My Rating: 3.5 / 5.0
Amazon Rating: 4.10 / 5.00
Goodreads Rating: 3.95 / 5.00
Earthsea is a land of many islands and it was on one of these, Gont, that the boy Duny was born to the village bronze-smith in Ten Alders. The youngest of seven brothers, he led a wild life until one day he overheard his aunt using strange words to call a goat down from a roof. Next day he shouted the same words at a whole herd of goats and then was terrified when the animals surrounded him and would not leave him alone. This was the first example of him using magic and it showed how powerful he would become.
The second time he used powerful magic was when the Kargs came to kill the villagers and plunder their homes. Conjuring a dense fog around the village he deceived the enemy and led them to their doom. This attracted the attention of the great wizard Ogion, who took the boy to be his apprentice and gave him his true name, Ged. But names carry great power and so the boy chose the name Sparrowhawk, and so he was known at the School on Roke and later when he went forth into the world as a fully-trained wizard. However, a student display of his hubris had released a shadow upon the world and Sparrowhawk soon found that he could not avoid it as it pursued him wherever he went.
I am not sure why I had never read this book before, as I have been aware of it for a long time, although my husband’s lack of enthusiasm may have made me avoid it. I have seen a lot of high praise for this title, and the trilogy that it begins, and felt that I should finally experience this award-winning title myself. Unfortunately, I was rather underwhelmed by the experience and I am at a loss to explain why this book is so highly praised.

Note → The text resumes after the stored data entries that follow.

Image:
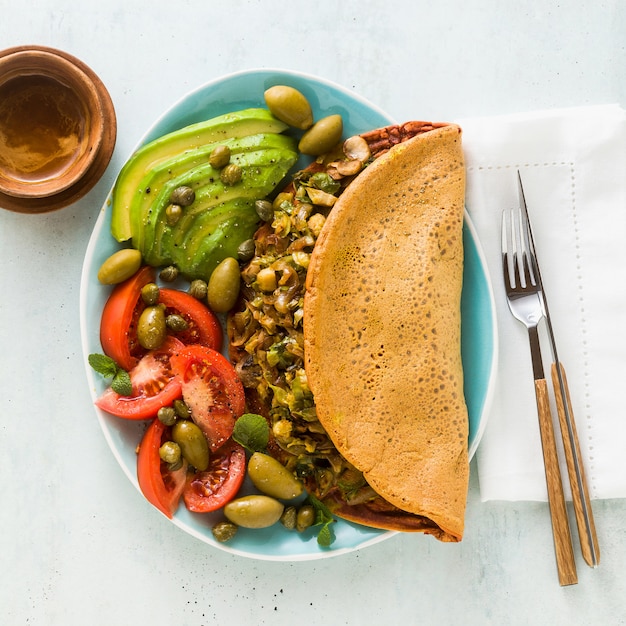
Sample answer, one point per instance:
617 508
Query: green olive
322 137
151 329
290 106
223 287
192 442
181 409
231 174
255 511
219 157
119 266
272 477
288 518
305 517
150 293
183 196
170 452
224 531
167 415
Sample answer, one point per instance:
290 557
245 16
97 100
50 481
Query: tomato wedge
219 483
203 325
154 382
212 391
161 486
118 334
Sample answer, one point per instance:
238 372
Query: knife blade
575 469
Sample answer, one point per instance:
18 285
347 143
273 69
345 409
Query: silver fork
523 296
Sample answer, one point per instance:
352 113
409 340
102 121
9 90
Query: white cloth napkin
573 167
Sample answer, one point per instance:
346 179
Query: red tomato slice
219 483
204 326
212 391
160 486
118 334
154 383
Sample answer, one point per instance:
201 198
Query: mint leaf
325 537
103 364
252 432
121 383
107 367
323 518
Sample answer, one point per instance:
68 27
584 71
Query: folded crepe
382 334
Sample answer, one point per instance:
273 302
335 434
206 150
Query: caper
305 517
231 174
322 137
192 442
272 477
173 212
223 287
288 518
169 274
170 452
266 280
183 196
167 415
176 322
151 328
289 105
150 293
198 288
224 531
246 250
254 511
264 210
219 157
181 409
120 266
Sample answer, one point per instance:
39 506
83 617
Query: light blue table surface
77 544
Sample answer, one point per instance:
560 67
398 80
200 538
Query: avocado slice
237 124
215 237
161 175
262 170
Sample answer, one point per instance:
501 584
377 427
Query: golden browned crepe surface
382 328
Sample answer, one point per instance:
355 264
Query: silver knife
580 493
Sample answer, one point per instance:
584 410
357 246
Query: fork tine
506 256
517 256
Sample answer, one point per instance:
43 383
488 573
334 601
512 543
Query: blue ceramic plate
231 93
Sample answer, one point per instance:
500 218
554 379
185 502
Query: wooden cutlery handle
580 494
566 565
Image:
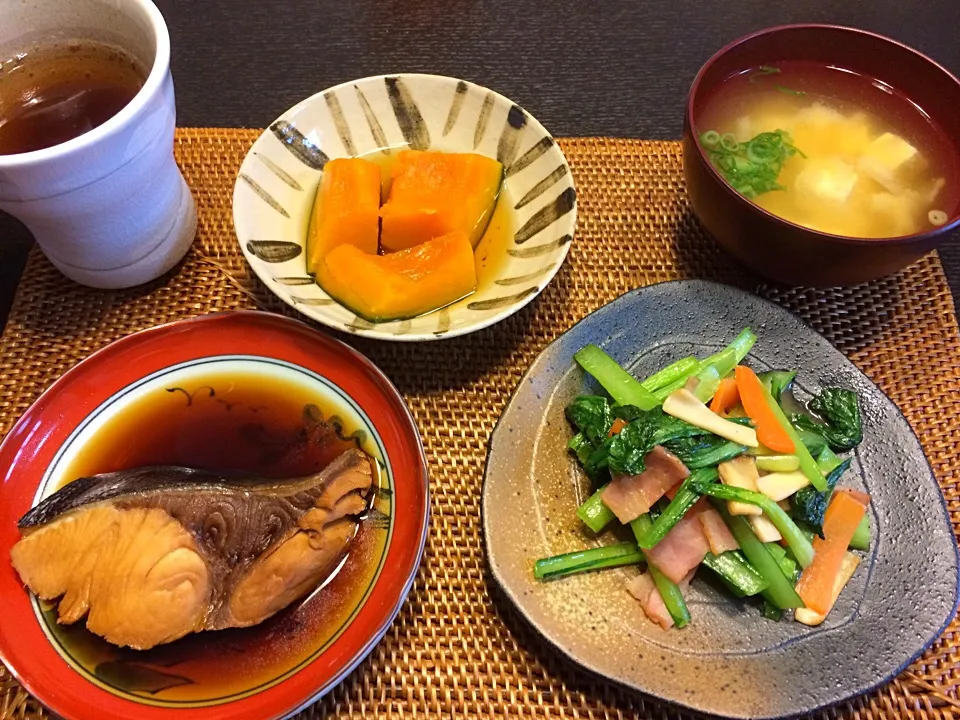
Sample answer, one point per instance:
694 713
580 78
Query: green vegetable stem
669 591
585 560
779 590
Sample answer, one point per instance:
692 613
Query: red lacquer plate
289 661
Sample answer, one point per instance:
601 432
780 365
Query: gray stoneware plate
729 661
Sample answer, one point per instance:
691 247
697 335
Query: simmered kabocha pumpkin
436 193
346 211
402 284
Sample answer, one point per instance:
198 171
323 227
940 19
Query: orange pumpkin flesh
403 284
345 212
434 193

The story of Ged / Sparrowhawk is full of imagination and is certainly interesting enough as a quick read, but I never really felt emotionally involved with it, and that is my major criticism. When I read a book, no matter of genre, I want to be drawn into its world and feel connected to the characters that I am following. In any type of fantasy, I expect the world to be lush with detail and diversity, challenging my imagination and presenting alternative types of life.

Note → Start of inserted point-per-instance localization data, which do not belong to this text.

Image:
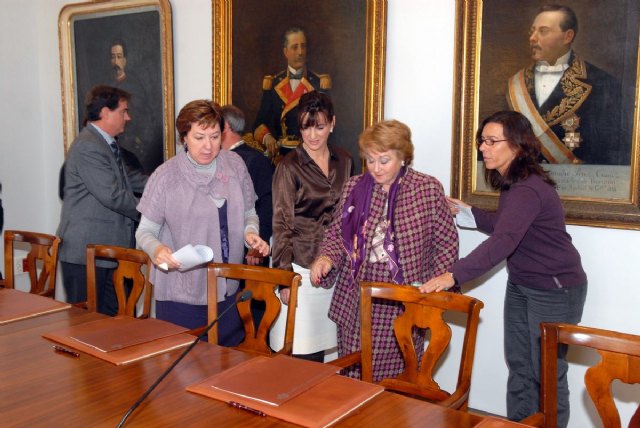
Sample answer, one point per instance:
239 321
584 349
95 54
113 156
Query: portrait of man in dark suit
124 51
573 105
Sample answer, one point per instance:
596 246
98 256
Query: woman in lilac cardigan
203 195
546 280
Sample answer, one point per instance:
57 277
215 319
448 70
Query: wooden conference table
39 387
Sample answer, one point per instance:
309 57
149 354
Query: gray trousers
524 309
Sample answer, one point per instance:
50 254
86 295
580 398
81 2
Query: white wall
420 44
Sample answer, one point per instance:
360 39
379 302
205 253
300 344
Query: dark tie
115 150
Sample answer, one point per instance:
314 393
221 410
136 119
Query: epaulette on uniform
267 82
325 81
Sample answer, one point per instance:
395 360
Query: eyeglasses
488 141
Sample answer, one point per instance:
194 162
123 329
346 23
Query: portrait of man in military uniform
282 49
276 125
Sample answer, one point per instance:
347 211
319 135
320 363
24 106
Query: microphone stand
243 298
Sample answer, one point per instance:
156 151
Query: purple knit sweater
528 230
180 199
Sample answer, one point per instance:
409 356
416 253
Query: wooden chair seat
41 260
620 359
133 270
262 282
423 311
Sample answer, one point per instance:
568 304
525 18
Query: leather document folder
18 305
120 340
323 403
272 380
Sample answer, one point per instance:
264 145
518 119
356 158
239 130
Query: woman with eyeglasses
546 281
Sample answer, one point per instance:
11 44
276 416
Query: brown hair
385 136
205 113
311 107
102 96
520 137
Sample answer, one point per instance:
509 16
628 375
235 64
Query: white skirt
314 331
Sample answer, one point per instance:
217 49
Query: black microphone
243 298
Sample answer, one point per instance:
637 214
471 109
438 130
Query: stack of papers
191 256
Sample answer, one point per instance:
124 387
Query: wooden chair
424 311
42 260
620 359
262 282
133 265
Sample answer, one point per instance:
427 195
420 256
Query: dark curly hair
520 137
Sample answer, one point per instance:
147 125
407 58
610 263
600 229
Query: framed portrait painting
582 103
345 54
126 44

In Earthsea, Ms Le Guin has created a full-realized world, with a myriad of creatures and cultures for us to explore. There are languages, stories, folklore, mythology and history, as well as a variety of magics and magical abilities, and so I can understand why people mention it in the same breath as Middle Earth. However, and it amazes me to say this, Tolkien usually related his stories in such a way as to draw the reader into his world and make them feel as if they are being carried along by them. I say that this amazes me because I know that many readers find Tolkien overly wordy and too interested in descriptions, and yet he still draws me in to his works and I travel his characters’ journeys with them. I cannot say the same for A Wizard of Earthsea, which I can only compare to that densest of Tolkien’s works, The Silmarillion. I wanted to know what happened from an intellectual point of view, but felt very little inclusion in the world or empathy for the hero, Ged.

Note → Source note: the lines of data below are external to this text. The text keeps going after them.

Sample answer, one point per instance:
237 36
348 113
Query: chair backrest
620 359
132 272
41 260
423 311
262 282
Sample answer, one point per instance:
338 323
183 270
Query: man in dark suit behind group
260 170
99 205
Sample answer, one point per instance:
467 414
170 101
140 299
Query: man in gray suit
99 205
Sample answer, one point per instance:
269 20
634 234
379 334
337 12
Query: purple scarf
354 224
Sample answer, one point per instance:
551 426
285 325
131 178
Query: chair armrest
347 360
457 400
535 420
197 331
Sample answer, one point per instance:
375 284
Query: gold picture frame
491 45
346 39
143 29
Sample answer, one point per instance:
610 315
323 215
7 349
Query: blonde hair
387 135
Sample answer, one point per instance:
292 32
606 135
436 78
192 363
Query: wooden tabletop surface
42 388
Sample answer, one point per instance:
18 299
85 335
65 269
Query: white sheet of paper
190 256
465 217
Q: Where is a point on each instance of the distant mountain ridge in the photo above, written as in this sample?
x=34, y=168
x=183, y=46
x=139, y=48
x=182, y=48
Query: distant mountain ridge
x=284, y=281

The world of Earthsea is so detailed and intricate that I felt overwhelmed by it. As Ged moves out into the world we see glimpses and flashes of the cultures he encounters, but we never get the chance to explore any of them with any depth and this was very dissatisfying, much like a single day tour of New York City. No sooner had we been introduced to something novel than we were whisked off to see another oddity. If ever there was a book where I desperately wanted much more time to immerse myself in the little details of a strange, new world, it is this one. Rather than cramming so much story into this little book, I would chosen to see perhaps only one third of the plot, with the rest of the space filled with descriptions, atmosphere-building dialogue and character work.
The characters are only lightly drawn and are mostly used for a single beat and then tossed aside with little rhyme or reason. Perhaps if I had been given a chance to understand Ogion, for example, I might have accepted his decision to simply send Ged off to the School with little argument. This was one of the most difficult decisions for me to accept, especially after Ged had shown that he was rash and had attracted the attention of a shadow creature. Maybe Ogion had valid reasons for abandoning his role of teacher for the boy, but it made little sense to me and thus tested my suspension of disbelief.
Ged himself follows the trope of the wild child who finally scares himself ‘straight’ by doing something incredibly dangerous. This was a believable, if predictable, character arc, but was about the only development that he showed during the entire story. Again, there was too little detail and I would have liked to see many more interactions between him and those around him. I truly wanted to believe that his friend Vetch actually liked Ged for some reason, but he was merely a means to an end, providing Ged with the necessary skills to finally track down the shadow.
In short, I felt as if I was reading the outline of a much more interesting book which would display a fully-realized cast of characters and lush world-building. I have seen lots of reviews describing this as a great work of fantasy, and I can see the imagination that was involved in creating it. However, I just wish that I had been given the chance to see that world rather than being told about it.